Quick Workout Should Feel Like Training
Quick workout now feels closer to the main training flow, with running timers for duration sets and a dashboard card that matches regular workout entries.
Shipped
- Fixed duration-based sets so the active work timer actually runs after
Start Timer. - Standardized cardio and mind-body duration displays around elapsed work time, with target and remaining time kept as context.
- Kept interval-specific timer behavior separate from normal duration-set timing.
- Normalized the dashboard quick workout card with regular workout cards: same padding, same chevron treatment, same whole-card action pattern.
- Shortened the quick workout prompt to a clearer job: train now and log as you go.
Why
Quick workout should not feel like a shortcut bolted onto the side of the product.

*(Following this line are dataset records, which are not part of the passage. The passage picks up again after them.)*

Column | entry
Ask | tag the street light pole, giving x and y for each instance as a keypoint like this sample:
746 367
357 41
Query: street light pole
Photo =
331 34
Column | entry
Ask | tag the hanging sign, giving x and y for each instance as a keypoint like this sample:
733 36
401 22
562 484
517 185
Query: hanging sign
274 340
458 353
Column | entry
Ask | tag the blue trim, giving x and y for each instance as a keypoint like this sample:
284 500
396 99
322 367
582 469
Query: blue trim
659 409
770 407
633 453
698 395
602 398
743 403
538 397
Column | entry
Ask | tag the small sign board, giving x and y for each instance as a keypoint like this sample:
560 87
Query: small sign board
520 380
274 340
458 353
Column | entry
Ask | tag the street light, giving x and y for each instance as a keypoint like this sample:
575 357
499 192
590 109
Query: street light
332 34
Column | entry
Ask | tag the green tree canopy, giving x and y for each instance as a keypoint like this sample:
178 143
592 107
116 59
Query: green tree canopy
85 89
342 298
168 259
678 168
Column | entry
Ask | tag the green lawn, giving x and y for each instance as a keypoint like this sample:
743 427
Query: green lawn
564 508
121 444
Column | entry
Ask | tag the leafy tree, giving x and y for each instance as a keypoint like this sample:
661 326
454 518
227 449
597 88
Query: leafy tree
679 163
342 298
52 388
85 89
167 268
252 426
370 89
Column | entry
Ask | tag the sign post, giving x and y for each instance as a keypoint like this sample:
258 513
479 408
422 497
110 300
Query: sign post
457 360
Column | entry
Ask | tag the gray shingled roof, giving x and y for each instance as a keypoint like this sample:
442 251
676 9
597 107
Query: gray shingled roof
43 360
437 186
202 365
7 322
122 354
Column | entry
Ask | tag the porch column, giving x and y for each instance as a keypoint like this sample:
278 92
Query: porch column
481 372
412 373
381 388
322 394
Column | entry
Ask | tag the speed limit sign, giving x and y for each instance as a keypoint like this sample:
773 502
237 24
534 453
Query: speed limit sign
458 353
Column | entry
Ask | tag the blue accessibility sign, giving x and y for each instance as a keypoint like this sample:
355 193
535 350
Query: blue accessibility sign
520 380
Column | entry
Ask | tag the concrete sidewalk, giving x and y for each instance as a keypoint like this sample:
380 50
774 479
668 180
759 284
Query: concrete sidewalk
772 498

It is for the sessions that still matter even when they were not planned in advance: a mobility session between calls, a conditioning block after lifting, a few accessory movements after the main work, or a quick strength session that needs to be logged before the details disappear.
For that to work, the quick workout path has to feel like training. Timed sets need a real running clock. The dashboard entry should sit beside scheduled workouts without looking like a different design system. The product should let someone start now and capture the work as it happens.
Notes
- This improves quick workout and routine timer behavior because both use the shared timer route.
- The primary duration display counts up elapsed work time after the timer starts.
- Target and remaining time stay visible as context instead of replacing the active timer.
Next
- Keep closing the gap between planned workout execution and quick workout logging.
- Continue making quick workouts useful for strength, cardio, mind-body, and mixed sessions without forcing a full routine setup first.